# Sample Weights

### Loading Libraries

In [1]:
# Randomness
import random


# Numerical Computing
import numpy as np

# Data Manipulation
import pandas as pd
from pandas import Timestamp

# Data Visualization
import seaborn as sns
import matplotlib.pyplot as plt

import plotly.graph_objects as go
import plotly.io as pio
%matplotlib inline

# Date & Time
from datetime import datetime, timedelta

# Typing
from typing import Tuple, List, Dict, Union, Optional, Any, Generator

# Scikit-Learn
from sklearn.preprocessing import MinMaxScaler
from sklearn.ensemble import RandomForestClassifier
from sklearn.model_selection import train_test_split
from sklearn.metrics import accuracy_score, precision_score, recall_score, plot_roc_curve

# Scientific Statistical Python
from scipy.stats import jarque_bera

### Number of Concurrent Labels

In [2]:
def num_conc_events(closeIdx: np.ndarray, t1: pd.Series, molecule: np.ndarray) -> pd.Series:
    t1 = t1.fillna(closeIdx[-1])
    t1 = t1[t1 >= molecule[0]]
    t1 = t1.loc[:t1[molecule].max()]
    iloc = closeIdx.searchsorted(pd.DatetimeIndex([t1.index[0], t1.max()]))
    count = pd.Series([0] * (iloc[1] + 1 - iloc[0]), index=closeIdx[iloc[0]: iloc[1] + 1])
    for tIn, tOut in t1.iteritems():
        count.loc[tIn: tOut] += 1
    return count.loc[molecule[0]: t1[molecule].max()]

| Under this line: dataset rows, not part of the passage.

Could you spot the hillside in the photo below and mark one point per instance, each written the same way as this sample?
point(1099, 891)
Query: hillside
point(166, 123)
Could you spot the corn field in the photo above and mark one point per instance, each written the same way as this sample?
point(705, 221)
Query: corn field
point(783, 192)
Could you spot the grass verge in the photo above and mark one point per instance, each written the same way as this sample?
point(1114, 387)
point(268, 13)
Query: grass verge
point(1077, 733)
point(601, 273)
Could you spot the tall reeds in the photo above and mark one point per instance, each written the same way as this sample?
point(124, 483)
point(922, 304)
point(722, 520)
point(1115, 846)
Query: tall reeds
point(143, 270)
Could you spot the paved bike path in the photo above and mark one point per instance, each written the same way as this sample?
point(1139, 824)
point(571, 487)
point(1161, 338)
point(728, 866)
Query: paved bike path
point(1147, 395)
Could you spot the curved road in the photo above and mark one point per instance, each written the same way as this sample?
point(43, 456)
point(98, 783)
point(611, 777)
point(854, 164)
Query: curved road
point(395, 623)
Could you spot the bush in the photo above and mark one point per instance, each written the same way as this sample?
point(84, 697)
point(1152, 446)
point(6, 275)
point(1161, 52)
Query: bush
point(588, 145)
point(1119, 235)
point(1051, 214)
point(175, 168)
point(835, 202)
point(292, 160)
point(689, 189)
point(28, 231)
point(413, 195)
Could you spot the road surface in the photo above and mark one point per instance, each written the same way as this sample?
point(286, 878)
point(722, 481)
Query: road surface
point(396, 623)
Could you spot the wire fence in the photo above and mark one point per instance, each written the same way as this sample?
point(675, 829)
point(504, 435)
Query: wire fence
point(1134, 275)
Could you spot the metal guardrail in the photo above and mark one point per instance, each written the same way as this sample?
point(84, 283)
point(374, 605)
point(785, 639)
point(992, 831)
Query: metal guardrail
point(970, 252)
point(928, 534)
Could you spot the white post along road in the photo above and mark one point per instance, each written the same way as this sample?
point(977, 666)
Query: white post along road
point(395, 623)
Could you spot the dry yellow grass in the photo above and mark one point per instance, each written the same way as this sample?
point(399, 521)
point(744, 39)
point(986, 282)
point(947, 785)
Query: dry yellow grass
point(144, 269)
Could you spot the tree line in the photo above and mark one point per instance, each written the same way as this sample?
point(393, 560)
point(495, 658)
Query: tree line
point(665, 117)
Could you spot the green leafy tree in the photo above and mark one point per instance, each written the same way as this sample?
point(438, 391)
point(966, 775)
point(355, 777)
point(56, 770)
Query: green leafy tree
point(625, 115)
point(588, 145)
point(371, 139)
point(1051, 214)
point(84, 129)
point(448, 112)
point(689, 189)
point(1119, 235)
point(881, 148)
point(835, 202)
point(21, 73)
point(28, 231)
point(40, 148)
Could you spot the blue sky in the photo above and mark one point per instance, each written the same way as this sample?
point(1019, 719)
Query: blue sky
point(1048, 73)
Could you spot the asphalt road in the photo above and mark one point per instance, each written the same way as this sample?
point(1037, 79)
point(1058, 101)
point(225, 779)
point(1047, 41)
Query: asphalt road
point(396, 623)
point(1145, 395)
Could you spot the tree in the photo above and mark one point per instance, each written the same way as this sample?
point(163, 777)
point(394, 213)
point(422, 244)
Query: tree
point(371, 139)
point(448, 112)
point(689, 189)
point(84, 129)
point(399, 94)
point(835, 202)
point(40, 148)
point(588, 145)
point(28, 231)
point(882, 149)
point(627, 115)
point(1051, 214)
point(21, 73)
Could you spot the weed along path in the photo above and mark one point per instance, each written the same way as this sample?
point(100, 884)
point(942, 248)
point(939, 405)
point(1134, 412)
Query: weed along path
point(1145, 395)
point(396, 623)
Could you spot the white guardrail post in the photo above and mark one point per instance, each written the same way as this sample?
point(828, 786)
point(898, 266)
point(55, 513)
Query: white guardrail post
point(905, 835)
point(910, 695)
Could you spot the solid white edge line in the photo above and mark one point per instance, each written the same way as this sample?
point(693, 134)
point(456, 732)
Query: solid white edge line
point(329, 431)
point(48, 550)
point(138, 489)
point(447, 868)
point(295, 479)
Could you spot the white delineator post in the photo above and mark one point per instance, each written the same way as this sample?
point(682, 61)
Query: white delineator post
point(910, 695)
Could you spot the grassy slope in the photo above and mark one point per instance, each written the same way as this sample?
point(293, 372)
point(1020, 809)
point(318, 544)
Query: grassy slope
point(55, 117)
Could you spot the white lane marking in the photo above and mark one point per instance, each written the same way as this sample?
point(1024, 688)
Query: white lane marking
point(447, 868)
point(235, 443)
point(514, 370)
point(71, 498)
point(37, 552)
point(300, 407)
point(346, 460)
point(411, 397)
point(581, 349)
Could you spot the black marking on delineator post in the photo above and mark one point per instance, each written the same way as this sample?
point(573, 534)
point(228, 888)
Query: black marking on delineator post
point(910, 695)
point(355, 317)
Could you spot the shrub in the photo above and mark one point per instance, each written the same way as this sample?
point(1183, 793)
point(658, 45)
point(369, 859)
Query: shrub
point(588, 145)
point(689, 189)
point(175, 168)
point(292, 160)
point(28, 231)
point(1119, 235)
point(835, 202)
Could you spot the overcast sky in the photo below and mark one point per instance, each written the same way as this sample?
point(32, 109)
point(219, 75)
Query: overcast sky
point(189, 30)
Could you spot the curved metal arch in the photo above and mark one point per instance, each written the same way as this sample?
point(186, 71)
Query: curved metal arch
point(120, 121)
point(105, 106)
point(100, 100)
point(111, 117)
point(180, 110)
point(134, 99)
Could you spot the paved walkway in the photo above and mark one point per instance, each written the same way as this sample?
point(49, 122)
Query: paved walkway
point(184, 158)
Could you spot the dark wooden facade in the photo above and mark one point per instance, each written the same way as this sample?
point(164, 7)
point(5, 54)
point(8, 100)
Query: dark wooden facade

### Estimating The Label's Average Uniqueness

In [3]:
def sample_weights(t1: pd.Series, num_conc_events: pd.Series, molecule: np.ndarray) -> pd.Series:
    weights = pd.Series([0] * len(molecule), index=molecule)
    for tIn, tOut in t1.loc[weights.index].iteritems():
        weights.loc[tIn] = (1.0 / num_conc_events.loc[tIn: tOut]).mean()
    return weights

### Sequential Bootstrap

#### Indication Matrix

In [4]:
def get_ind_matrix(barIdx: np.ndarray, t1: pd.Series) -> pd.DataFrame:
    indM = pd.DataFrame(0, index=barIdx, columns=range(t1.shape[0]))
    for i, (t0, t1) in enumerate(t1.iteritems()):
        indM.loc[t0:t1, i] = 1.0
    return indM

#### Computing Average Uniqueness

In [6]:
def get_avg_uniqueness(indM: pd.DataFrame) -> float:
    c = indM.sum(axis=1)
    u = indM.div(c, axis=0)
    avg_uniq = u[u > 0].mean()
    return avg_uniq

#### Sequential Bootstrap Sample Return

In [7]:
def seq_bootstrap(indM: pd.DataFrame, sLength: int = None) -> np.ndarray:
    if sLength is None:
        sLength = indM.shape[1]
    phi = []
    while len(phi) < sLength:
        avg_uniq = pd.Series()
        for i in indM:
            indM_ = indM[phi + [i]]
            avg_uniq.loc[i] = get_avg_uniqueness(indM_).iloc[-1]
        prob = avg_uniq / avg_uniq.sum()
        phi += [np.random.choice(indM.columns, p=prob)]
    return np.array(phi)

#### Random T-1 Series

In [8]:
def gen_rand_t1(numObs: int, numBars: int, maxH: int) -> pd.Series:
    t1 = pd.Series()
    for i in range(numObs):
        idx = np.random.randint(0, numBars)
        val = idx + np.random.randint(1, maxH)
        t1.loc[idx] = val
    return t1.sort_index()

#### Multi-Threaded Monte Carlo

In [9]:
def main_MC(numObs: int, numBars: int, maxH: int, numIters: int) -> None:
    out = pd.DataFrame()
    for i in range(numIters):
        out = pd.concat((out, pd.DataFrame([aux_MC(numObs, numBars, maxH)])))
    return out

### Return Attirubtion

#### Sample Weight Determination by Absolute Return Attribution

In [10]:
def sample_return_weights(t1: pd.Series, num_conc_events: pd.Series, close: pd.Series, molecule: np.ndarray) -> pd.Series:
    ret = np.log(close).diff()
    weights = pd.Series(index=molecule, dtype=object)
    for tIn, tOut in t1.loc[weights.index].iteritems():
        weights.loc[tIn] = (ret.loc[tIn: tOut] / num_conc_events.loc[tIn: tOut]).sum()
    return weights.abs()

### Time Decay

#### Time-Decay Factors Implementation 

In [11]:
def get_time_decay(tW: pd.Series, clfLastW: float = 1.0) -> pd.Series:
    clfW = tW.sort_index().cumsum()
    if clfLastW >= 0:
        slope = (1.0 - clfLastW) / clfW.iloc[-1]
    else:
        slope = 1. / ((clfLastW + 1) * clfW.iloc[-1])
    const = 1.0 - slope * clfW.iloc[-1]
    clfW = const + slope * clfW
    clfW[clfW < 0] = 0
    return clfW